Le tariffe per l’intero percorso erano di 112 crazie (moneta emessa da Cosimo I de’ Medici e in uso anche al tempo dei Lorena) in prima classe, 92 in seconda e 72 in terza. Erano poi previste differenti tariffe per il trasporto della posta e di altre merci come riporta la tabella.
La nuova ferrovia, fra le prime ad essere costruita in Italia, riscosse grande successo e fu seguita a cascata dalla costruzione delle altre tratte ma ebbe anche feroci oppositori e dovette subire attacchi e attentati da parte degli abitanti dei territori che attraversava.

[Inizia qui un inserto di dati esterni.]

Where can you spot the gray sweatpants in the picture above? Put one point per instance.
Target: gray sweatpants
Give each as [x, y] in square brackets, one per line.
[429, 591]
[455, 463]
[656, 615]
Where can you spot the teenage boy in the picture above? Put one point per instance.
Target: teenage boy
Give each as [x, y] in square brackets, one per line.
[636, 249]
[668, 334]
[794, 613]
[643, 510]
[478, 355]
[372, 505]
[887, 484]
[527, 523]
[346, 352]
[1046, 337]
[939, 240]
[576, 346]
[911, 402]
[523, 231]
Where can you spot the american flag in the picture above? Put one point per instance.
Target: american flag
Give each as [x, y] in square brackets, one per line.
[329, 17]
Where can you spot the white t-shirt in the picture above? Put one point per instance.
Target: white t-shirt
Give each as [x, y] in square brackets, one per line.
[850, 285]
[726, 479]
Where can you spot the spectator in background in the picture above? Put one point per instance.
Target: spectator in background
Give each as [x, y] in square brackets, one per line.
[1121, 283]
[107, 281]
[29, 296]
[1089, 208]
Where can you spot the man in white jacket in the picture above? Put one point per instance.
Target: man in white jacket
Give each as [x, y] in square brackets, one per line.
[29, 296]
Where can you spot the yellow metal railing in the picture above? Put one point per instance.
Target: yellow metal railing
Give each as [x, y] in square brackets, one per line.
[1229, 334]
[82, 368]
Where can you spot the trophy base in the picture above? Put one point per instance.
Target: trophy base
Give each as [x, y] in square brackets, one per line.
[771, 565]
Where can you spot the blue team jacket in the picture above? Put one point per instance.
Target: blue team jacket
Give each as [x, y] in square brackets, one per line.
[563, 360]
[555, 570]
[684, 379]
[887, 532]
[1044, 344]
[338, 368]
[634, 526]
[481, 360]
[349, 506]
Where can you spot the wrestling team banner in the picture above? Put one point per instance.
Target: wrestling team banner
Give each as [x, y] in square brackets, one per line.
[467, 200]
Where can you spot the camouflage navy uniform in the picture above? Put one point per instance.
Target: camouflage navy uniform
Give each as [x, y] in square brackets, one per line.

Navicellai e carrettieri furono i primi ad alzare le barricate sentendo minacciati i loro interessi dal nuovo mezzo di trasporto, appoggiati dalla Chiesa che si era subito opposta all’uso e alla diffusione di questo diabolico ordigno che sembrava sovvertire le leggi di natura. Ignoranza e superstizione dilaganti fra le popolazioni delle campagne offrivano fertile terreno alle credenze più bizzarre: al passaggio del treno furono attribuite le malattie che colpirono i vigneti in quel periodo e addirittura l’epidemia di colera che si diffuse nel 1854. Non dissimile l’effetto prodotto dall’ordigno in Inghilterra: le mucche non facevano più latte e i medici paventavano effetti deleteri sulle menti degli abitanti dei luoghi attraversati.

Tracciato della Leopolda
Tracciato della Leopolda

La zona di Navacchio, nei pressi di Pisa, i cui abitanti da lunga tradizione trasportavano merci con i loro navicelli lungo il corso dell’Arno fu la località dove si verificarono più frequentemente gli attacchi: cuscinetti sulle rotaie che facevano deragliare i convogli, lancio di sassi, addirittura colpi di arma da fuoco costrinsero la società di gestione della Leopolda a ricorrere alla protezione di guardie giurate, visto l’atteggiamento di distaccata neutralità che il Granduca teneva, temendo che un intervento del governo gli avrebbe alienato le simpatie delle popolazioni agricole, sudditi fra i più fedeli al sovrano. Negli anni successivi furono costruite altre tratte e nel 1860, all’atto dell’annesione al regno di’Italia, la Toscana era fra le regioni più servite dal trasporto ferroviario.